The Custom Clearance process starts as soon as your shipment arrives in customs. To better understand how taxes and duties affect the custom clearance process check these:
- The first step starts with proper inspection of the shipment by the custom officer and making sure the shipment has all the mandatory documents attached to it.
- The value and category of your goods on your commercial invoice will be scrutinised by the customs officer. They can also review your website or crowd funding campaign to ensure that the item worth matches what is on the business invoice – so please be truthful with your documents!

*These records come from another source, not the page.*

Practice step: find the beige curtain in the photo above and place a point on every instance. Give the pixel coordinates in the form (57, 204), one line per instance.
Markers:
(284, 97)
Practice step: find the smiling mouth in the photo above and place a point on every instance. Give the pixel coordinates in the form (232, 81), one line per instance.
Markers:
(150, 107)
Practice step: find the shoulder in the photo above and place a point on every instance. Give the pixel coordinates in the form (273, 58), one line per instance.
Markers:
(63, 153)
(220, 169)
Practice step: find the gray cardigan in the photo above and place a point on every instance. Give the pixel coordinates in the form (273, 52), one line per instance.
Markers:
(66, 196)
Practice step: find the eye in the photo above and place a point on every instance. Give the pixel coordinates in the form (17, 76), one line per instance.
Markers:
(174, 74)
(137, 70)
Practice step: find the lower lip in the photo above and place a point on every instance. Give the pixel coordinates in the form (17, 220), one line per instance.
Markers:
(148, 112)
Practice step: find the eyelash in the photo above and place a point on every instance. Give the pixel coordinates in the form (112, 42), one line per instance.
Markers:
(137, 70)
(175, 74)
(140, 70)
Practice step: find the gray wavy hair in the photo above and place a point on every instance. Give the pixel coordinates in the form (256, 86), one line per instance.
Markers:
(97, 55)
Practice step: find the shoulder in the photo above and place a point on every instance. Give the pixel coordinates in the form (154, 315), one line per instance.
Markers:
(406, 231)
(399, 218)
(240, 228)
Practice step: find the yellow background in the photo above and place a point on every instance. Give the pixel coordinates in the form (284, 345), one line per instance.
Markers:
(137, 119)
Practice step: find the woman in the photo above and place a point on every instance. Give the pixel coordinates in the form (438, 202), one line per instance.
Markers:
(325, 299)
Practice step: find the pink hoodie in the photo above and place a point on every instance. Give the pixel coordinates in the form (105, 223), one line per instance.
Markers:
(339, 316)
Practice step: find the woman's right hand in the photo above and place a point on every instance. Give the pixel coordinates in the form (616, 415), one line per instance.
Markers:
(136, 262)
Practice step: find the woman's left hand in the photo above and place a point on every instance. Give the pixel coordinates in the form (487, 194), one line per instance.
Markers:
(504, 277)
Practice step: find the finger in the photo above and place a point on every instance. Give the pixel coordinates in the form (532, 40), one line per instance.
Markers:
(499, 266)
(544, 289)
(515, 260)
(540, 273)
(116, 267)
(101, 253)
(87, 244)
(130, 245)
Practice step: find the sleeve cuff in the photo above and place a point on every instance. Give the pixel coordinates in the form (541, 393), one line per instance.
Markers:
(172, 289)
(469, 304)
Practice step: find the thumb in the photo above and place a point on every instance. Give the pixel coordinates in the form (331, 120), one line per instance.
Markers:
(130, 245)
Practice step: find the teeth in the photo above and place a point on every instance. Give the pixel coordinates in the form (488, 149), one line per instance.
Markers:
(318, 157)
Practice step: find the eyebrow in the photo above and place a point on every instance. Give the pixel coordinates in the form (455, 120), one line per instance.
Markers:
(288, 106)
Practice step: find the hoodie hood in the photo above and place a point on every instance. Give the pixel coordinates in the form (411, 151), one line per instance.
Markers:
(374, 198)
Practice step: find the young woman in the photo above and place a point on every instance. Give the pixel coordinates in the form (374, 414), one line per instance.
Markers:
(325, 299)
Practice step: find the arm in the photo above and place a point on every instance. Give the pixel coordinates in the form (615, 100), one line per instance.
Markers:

This will determine whether or not customs and taxes are applicable to your shipment.
- If the package arrives with duties paid, it signifies the sender took care of the payment, allowing the shipment to be freed for distribution. If the shipment comes with unpaid duties, the recipient must handle it. Customs will hold the delivery, and the courier's independent broker will contact the recipient directly for payment.
- The shipment is released and delivered once the custom officer ensures that the tariffs and taxes are paid.